What AQE does (capabilities relevant to the cited cases)¶
| Capability | What it does | Replaces |
|---|---|---|
| Dynamic partition coalescing | After a shuffle, merge many tiny partitions into appropriately-sized ones based on observed post-shuffle byte sizes | Pre-shuffle partition count tuning, manual repartition() after wide ops |
| Dynamic join strategy switching | Convert a planned sort-merge join to a broadcast join when one side's post-filter size falls under the broadcast threshold | Manual broadcast() hints based on guessed sizes |
| Skew join handling | Detect partitions with disproportionate row counts and split them; coordinate the other side accordingly | Manual salting, custom shuffle logic |
The Octopus rebuild explicitly retains a broadcast join pattern for reference tables under 500 MB alongside trusting AQE — the two aren't substitutes. The pattern is for cases where the architect knows the table is small at the architecture level (a slowly- changing reference dimension); AQE is for cases where the runtime size is the only reliable signal.

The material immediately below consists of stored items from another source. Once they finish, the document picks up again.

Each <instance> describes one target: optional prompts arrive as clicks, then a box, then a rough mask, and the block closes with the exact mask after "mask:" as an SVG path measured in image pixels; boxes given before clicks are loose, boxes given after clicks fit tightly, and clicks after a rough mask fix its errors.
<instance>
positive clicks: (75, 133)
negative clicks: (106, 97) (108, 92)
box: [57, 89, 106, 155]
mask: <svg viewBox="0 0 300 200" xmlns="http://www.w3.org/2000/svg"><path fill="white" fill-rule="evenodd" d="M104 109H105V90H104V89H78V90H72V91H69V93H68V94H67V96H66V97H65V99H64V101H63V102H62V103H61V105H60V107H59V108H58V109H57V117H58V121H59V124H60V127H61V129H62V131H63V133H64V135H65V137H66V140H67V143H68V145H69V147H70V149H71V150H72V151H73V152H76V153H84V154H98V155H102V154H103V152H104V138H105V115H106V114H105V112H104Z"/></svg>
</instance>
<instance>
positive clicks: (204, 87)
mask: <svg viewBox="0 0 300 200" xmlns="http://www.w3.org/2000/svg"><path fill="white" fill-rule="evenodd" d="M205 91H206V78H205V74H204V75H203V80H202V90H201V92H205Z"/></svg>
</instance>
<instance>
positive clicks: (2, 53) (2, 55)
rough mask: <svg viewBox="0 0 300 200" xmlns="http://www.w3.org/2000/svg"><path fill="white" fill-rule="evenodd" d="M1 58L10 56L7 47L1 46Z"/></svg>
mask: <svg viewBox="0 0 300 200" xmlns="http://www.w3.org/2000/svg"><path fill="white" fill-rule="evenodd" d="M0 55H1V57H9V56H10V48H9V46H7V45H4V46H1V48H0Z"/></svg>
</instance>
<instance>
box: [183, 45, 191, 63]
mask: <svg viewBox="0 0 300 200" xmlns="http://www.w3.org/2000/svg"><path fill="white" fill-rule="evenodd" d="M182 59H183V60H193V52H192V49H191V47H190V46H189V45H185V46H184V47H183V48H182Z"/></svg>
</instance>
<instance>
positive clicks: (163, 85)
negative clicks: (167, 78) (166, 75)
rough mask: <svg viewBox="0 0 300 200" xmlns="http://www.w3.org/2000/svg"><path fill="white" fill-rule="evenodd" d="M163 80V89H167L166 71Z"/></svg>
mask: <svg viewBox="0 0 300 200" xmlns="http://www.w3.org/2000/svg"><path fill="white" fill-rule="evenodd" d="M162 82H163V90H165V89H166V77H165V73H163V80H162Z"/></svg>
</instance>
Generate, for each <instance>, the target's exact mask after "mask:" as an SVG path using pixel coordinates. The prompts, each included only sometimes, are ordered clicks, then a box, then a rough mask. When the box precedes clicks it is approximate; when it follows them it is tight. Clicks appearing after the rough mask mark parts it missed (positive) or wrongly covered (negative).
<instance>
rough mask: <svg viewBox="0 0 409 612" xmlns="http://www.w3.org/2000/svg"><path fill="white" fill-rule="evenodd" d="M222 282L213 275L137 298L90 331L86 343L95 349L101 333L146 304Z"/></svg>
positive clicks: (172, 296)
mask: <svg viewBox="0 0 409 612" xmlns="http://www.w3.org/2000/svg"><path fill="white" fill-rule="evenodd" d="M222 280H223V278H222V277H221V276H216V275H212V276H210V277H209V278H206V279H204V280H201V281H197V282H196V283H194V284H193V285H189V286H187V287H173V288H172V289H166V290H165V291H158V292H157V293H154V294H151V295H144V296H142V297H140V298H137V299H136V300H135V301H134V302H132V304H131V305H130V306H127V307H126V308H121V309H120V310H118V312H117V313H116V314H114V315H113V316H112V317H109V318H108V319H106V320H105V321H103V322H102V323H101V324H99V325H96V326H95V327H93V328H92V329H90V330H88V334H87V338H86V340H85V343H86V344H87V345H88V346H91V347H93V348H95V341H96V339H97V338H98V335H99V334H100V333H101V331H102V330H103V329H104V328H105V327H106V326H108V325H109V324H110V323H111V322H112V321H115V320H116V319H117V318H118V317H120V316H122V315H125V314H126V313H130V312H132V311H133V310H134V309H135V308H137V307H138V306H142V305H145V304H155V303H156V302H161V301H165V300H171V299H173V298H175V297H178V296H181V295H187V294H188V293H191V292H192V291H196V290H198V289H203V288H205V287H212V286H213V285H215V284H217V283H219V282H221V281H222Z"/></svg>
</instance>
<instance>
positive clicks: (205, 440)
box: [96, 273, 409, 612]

When trusting AQE is the right move (and when it isn't)¶
The article's hedge is precise: "in several cases" AQE outperformed hand-tuning, not always. The principle is measure first, then choose — but the default should be AQE, with hand-tuning earning its place via measurement.
| Symptom | Action |
|---|---|
| Existing custom optimisation code outperforms AQE on measurement | Keep the code; document why |
| AQE matches or outperforms the custom code | Delete the custom code; let AQE drive |
| No measurement either way | Default to AQE; the burden of proof is on the hand-tuning |
This inverts the historical Spark culture where elaborate hand-tuning was the mark of an experienced operator. The reframing: hand-tuning is a hypothesis with maintenance cost, and the optimiser improving over time means previously-justified hand-tuning can become net-negative without anyone noticing.
Composition with other Octopus rebuild moves¶
AQE's value compounds with the other levers in the Octopus pipeline:
- Lineage simplification + early column/row pruning make the per-stage byte volumes that AQE sees smaller — which means more joins flip into broadcast strategy, and more partition coalescing is helpful.
- Liquid clustering (systems/liquid-clustering) cuts the pre-shuffle skew that AQE has to handle in the first place — fewer skew-split events at runtime.
- CDF-based incremental processing (patterns/cdf-incremental-replacing-full-rescan) further shrinks per-run byte volume — the same downstream join may now be small enough to broadcast every run.
The "trust AQE" move is multiplicative with each of these, not additive — every byte the upstream stages don't produce is a byte AQE doesn't have to optimise around.
Seen in¶
- sources/2026-05-23-databricks-scaling-for-mhhs-octopus-energy-50x-cost-reduction — canonical disclosure of trust-the-optimiser as an architectural move: the Octopus margin pipeline rebuild explicitly removed custom optimisation code because "in several cases, Spark's Adaptive Query Execution (AQE) outperformed hand-tuned logic". Paired with concepts/remove-before-add-optimization as the generalised principle.